Shambu Nath Mehra v State of Ajmer
Section 106 is a narrow exception to Section 101; it shifts burden only for facts 'especially' within the accused's knowledge, never relieving the prosecution of its primary burden.
Facts
Shambu Nath Mehra, a Camp Clerk at Ajmer, drew travelling allowance of Rs. 23-12-0 claiming second-class railway fares for two journeys (Ajmer to Abu Road and Ajmer to Reengus) said to have been made on 8 and 15 September 1948. The prosecution alleged he had not actually paid the fares and so had cheated, relying on railway records that no second-class tickets were issued at Ajmer on those dates. He was convicted, acquitted on appeal by the Sessions Judge, and the Judicial Commissioner then accepted the State's appeal and remanded the case for retrial before a Special Judge.
Issues
- Whether Section 106 of the Evidence Act shifts the burden onto the accused to prove that he had paid the railway fares.
- What is meant by facts 'especially within the knowledge' of the accused, and whether the fares paid were such facts.

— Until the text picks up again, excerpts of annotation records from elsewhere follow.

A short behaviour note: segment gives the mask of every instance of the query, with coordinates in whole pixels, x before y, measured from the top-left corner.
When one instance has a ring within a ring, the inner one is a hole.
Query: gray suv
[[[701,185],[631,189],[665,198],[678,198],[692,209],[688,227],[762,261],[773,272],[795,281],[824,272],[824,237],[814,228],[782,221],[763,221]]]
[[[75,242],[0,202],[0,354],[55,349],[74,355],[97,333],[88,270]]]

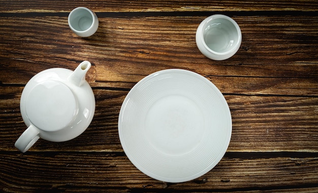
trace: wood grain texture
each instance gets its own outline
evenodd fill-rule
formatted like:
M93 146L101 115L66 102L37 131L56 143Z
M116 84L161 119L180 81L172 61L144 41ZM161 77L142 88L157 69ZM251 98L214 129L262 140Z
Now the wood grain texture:
M318 167L318 159L306 157L231 158L226 154L205 175L186 182L170 183L141 173L122 153L46 152L17 156L9 152L0 155L0 169L3 178L5 177L3 184L5 189L10 190L22 187L26 191L73 191L81 187L113 192L285 189L293 192L318 183L316 171L312 170Z
M76 7L100 25L81 38L67 22ZM318 5L314 1L0 0L0 191L315 192L318 191ZM239 24L243 41L231 58L197 48L201 21L214 13ZM14 146L26 128L21 93L37 73L91 62L96 100L87 130L69 141ZM198 73L230 107L233 131L223 158L200 178L158 181L130 162L117 123L139 81L159 70Z
M122 1L89 0L77 1L59 0L25 2L1 0L0 12L3 13L69 12L77 7L86 7L97 12L193 12L233 11L317 11L314 1L291 0L235 1L199 0L178 1Z

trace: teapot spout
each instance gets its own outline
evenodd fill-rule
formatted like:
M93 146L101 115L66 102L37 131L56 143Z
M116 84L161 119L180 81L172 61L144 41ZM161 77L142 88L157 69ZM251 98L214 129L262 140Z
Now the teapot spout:
M68 80L78 86L81 86L85 82L86 72L91 67L88 61L83 61L76 68L75 70L68 77Z

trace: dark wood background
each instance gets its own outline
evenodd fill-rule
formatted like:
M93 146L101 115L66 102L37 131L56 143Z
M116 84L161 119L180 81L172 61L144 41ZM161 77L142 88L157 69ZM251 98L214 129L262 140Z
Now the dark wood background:
M90 37L68 25L79 6L99 17ZM317 11L314 0L0 0L0 191L318 191ZM242 31L240 49L227 60L208 59L196 44L198 26L214 14L231 17ZM18 151L25 84L43 70L73 70L84 60L93 65L86 79L96 100L89 127L72 140L40 139ZM179 183L139 171L117 131L130 89L171 68L213 82L233 119L219 164Z

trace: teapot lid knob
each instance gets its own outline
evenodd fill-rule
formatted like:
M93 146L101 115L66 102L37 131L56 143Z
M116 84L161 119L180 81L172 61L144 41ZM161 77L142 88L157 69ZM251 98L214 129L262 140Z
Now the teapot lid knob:
M34 86L25 101L26 115L32 124L47 132L70 125L78 111L72 90L57 81L46 80Z

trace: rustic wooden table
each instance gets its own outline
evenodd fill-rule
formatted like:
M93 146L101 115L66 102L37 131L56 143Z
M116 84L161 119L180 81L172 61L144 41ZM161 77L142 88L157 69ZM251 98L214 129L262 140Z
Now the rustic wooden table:
M96 12L92 36L68 25L74 8ZM0 1L0 191L318 191L318 3L266 1ZM214 61L197 47L200 23L216 14L238 23L242 42ZM22 91L37 73L88 60L96 110L69 141L40 139L22 153ZM218 164L184 183L152 179L126 156L118 114L131 88L168 69L199 73L222 92L232 136Z

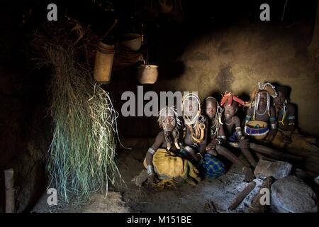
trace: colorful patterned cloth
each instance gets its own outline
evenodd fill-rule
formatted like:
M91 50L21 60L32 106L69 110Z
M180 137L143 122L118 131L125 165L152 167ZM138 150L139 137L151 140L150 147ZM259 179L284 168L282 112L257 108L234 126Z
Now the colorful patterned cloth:
M225 172L224 164L211 154L205 154L201 163L203 176L208 179L218 178Z

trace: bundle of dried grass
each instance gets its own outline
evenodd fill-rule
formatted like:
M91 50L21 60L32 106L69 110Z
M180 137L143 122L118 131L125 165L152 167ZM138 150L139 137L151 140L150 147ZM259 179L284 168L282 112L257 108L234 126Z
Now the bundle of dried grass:
M54 124L47 163L50 185L67 202L73 196L85 199L94 192L107 193L111 184L123 182L115 160L118 114L108 92L76 62L72 42L59 45L45 40L40 47L40 63L53 71L49 90Z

- Whether the prosecution had discharged its burden of proving non-payment / cheating.
Arguments
The State contended that whether or not the appellant had paid the fares was a fact especially within his own knowledge, so under Section 106 (and Illustration (b)) the burden lay on him to prove payment, the prosecution having shown no tickets were issued. The appellant contended that the prosecution, which held the complete railway and departmental records, could itself have ascertained whether any fare was collected on the trains, and that after a lapse of years it was unfair and practically impossible for him to reconstruct the transactions.
Held
The Supreme Court held that Section 106 is an exception to Section 101 designed only for exceptional cases in which it would be impossible, or at any rate disproportionately difficult, for the prosecution to establish facts which are 'especially' within the knowledge of the accused; the stress lies on the word 'especially'. It cannot be used to undermine the well-established rule that, save in a very exceptional class of case, the burden is on the prosecution and never shifts. Where knowledge of the facts is as much available to the prosecution, with due diligence, as to the accused, those facts are not 'especially' within the accused's knowledge. Since the railway registers showing whether the guards had collected any fare were as accessible to the prosecution as the records proving no tickets were issued, the burden did not shift to the appellant. The Court accordingly set aside the Judicial Commissioner's order of remand and restored the acquittal recorded by the Sessions Judge.
Ratio decidendi
Section 106 of the Evidence Act is a limited exception to Section 101 and applies only to facts 'especially' within the knowledge of the accused; it does not relieve the prosecution of its primary burden of proof, which never shifts except in a very exceptional class of case. A fact is not 'especially' within the accused's knowledge if, with reasonable diligence, the prosecution could equally have established it.
Significance
A foundational authority on the true and restricted scope of Section 106, repeatedly followed (e.g., in cases such as State of W.B. v Mir Mohammad Omar and Sawal Das v State of Bihar) to caution that Section 106 cannot be used to lighten or shift the prosecution's burden, and that the emphasis is on the word 'especially'. The provision now corresponds to Section 109 of the Bharatiya Sakshya Adhiniyam, 2023, whose wording is materially identical, so this ruling continues to govern the construction of burden of proof for facts especially within a party's knowledge under the new code.